Columns: account_id, account_name, account_role, account_parent_role, business_day_start, balance_cadence, gap_day_net_flow, gap_day_leg_count, gap_kind.

What to do: For declared_daily_missing, check why the feed skipped the day — typically a stalled batch or a missed cutover. For sparse_with_activity, ask the source system to emit a balance row for the activity day so the close-of-day reconcile can land.

Diagnostic surface — Supersession Audit

spec_example_supersession_* is not a SHOULD-constraint — it's a diagnostic view that surfaces logical keys with multiple entry versions (the audit trail for TechnicalCorrection / BundleAssignment / Inflight rewrites). Reads from BASE tables (not Current) since Current hides superseded entries by construction. See the dashboard for the visualization.

What to do: Diagnostic only — supersession is expected for normal corrections. Investigate when entry_count is unusually high for the row's age, or when the rewrite reason is missing. Diff the entries to see what actually changed across versions.
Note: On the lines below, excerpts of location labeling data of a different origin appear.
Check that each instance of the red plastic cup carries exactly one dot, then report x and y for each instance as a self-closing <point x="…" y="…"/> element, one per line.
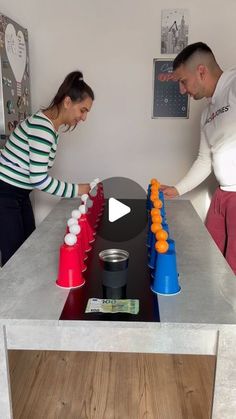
<point x="70" y="268"/>
<point x="85" y="237"/>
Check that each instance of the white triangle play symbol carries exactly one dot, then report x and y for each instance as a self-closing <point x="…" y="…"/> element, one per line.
<point x="116" y="210"/>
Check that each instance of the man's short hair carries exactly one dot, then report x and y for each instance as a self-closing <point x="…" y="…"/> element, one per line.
<point x="188" y="51"/>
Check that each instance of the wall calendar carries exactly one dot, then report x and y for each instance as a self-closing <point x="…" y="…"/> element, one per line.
<point x="168" y="102"/>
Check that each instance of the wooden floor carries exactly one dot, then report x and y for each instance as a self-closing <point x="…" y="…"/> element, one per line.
<point x="69" y="385"/>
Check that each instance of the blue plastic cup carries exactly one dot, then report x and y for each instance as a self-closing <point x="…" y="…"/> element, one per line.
<point x="165" y="281"/>
<point x="152" y="257"/>
<point x="171" y="243"/>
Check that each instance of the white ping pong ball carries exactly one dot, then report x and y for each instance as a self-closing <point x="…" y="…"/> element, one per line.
<point x="70" y="239"/>
<point x="84" y="197"/>
<point x="82" y="209"/>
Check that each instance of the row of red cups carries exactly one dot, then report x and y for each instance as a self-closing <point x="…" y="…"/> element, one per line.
<point x="80" y="234"/>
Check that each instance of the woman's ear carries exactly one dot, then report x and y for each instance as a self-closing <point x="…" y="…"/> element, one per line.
<point x="67" y="102"/>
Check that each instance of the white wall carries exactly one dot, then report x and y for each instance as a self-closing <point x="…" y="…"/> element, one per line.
<point x="114" y="43"/>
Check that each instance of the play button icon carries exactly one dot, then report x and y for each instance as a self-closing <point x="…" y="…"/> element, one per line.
<point x="117" y="210"/>
<point x="125" y="214"/>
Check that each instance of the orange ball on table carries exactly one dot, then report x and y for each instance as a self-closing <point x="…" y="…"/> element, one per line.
<point x="157" y="218"/>
<point x="157" y="203"/>
<point x="155" y="211"/>
<point x="161" y="246"/>
<point x="162" y="235"/>
<point x="153" y="197"/>
<point x="156" y="227"/>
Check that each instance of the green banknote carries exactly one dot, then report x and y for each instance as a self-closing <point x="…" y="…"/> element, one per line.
<point x="98" y="305"/>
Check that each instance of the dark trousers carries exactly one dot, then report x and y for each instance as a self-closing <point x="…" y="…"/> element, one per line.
<point x="16" y="219"/>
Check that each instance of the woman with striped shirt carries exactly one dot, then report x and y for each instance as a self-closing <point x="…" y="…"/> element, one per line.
<point x="28" y="155"/>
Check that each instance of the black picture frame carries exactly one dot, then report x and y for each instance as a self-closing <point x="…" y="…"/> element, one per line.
<point x="168" y="102"/>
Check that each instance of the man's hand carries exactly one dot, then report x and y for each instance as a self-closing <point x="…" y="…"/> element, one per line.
<point x="84" y="188"/>
<point x="169" y="191"/>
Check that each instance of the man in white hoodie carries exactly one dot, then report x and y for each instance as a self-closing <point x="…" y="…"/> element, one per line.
<point x="200" y="76"/>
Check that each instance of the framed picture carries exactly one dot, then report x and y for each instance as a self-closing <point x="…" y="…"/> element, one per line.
<point x="174" y="30"/>
<point x="167" y="99"/>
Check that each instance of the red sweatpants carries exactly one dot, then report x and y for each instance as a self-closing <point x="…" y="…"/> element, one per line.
<point x="221" y="224"/>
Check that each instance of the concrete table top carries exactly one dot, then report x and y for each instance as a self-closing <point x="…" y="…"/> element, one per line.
<point x="199" y="320"/>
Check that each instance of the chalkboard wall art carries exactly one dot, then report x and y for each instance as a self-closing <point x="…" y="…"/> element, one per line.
<point x="167" y="99"/>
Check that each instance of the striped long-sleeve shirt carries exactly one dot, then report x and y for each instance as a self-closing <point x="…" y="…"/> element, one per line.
<point x="28" y="155"/>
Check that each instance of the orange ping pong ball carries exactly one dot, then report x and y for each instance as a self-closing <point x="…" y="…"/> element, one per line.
<point x="156" y="218"/>
<point x="155" y="211"/>
<point x="155" y="227"/>
<point x="162" y="246"/>
<point x="153" y="181"/>
<point x="161" y="235"/>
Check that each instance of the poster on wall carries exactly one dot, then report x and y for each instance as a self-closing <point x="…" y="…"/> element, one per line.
<point x="174" y="30"/>
<point x="15" y="103"/>
<point x="168" y="102"/>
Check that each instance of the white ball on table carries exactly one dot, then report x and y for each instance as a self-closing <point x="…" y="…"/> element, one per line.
<point x="71" y="221"/>
<point x="93" y="184"/>
<point x="84" y="197"/>
<point x="70" y="239"/>
<point x="75" y="229"/>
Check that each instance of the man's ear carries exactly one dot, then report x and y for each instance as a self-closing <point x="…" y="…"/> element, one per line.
<point x="202" y="71"/>
<point x="67" y="102"/>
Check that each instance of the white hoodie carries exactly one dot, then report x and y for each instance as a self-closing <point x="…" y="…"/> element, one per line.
<point x="217" y="149"/>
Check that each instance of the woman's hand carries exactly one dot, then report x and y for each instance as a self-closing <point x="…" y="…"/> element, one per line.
<point x="169" y="191"/>
<point x="84" y="188"/>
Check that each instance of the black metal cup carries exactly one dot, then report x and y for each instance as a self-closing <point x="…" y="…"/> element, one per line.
<point x="115" y="272"/>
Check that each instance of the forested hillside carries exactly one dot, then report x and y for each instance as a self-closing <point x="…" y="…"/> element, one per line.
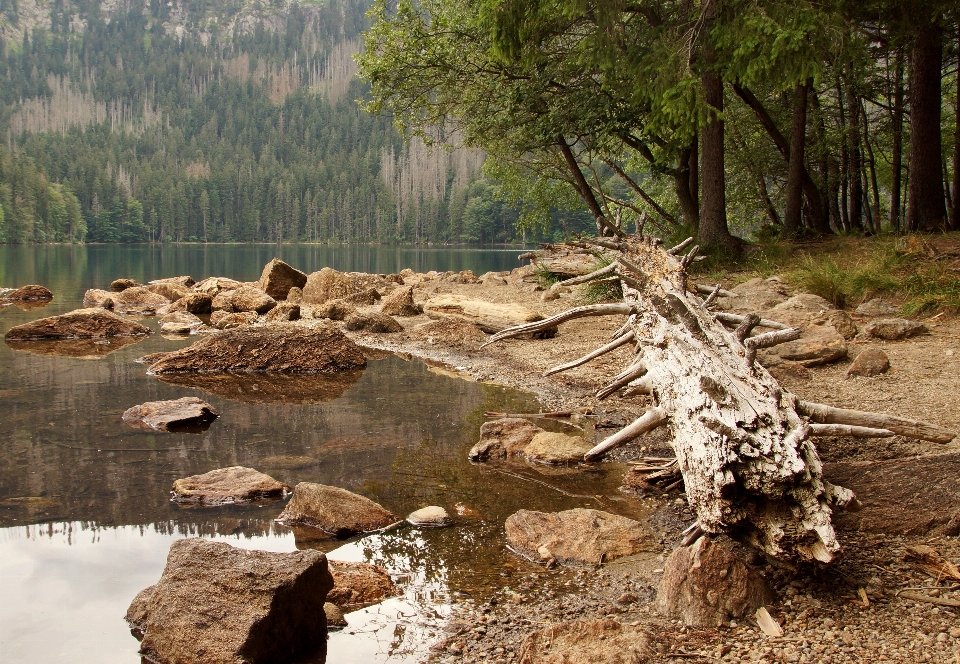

Refresh + extend contracts

  • Refresh: refresh_matviews_sql(instance) returns a single SQL string in dependency order: base-table statistics first, then a REFRESH + statistics pair per matview — every object's stats land right after its own refresh, so no downstream matview ever plans against an unanalyzed upstream. Caller splits on ; and executes per-statement (psycopg2's cursor.execute can't run multiple statements separated by ; reliably).
  • Per-instance hot-path indexes: every L1 invariant matview ships indexes on the dashboard's filter dropdowns (account_id, rail_name, business_day, etc) so the deployed dashboard's per-visual SELECTs hit indexed lookups.
  • Adding a new SHOULD-constraint: declare the underlying L1 primitive in the SPEC, add the matview to common.l2.schema._L1_INVARIANT_VIEWS_TEMPLATE, register its drop in _L1_INVARIANT_DROP_NAMES and its refresh in the names list inside refresh_matviews_sql then write a _render_<name>_body helper if it needs L2 data inlined at schema-emit time (mirror of _render_xor_group_violation_body). Then surface it via a new dataset + sheet on the L1 dashboard.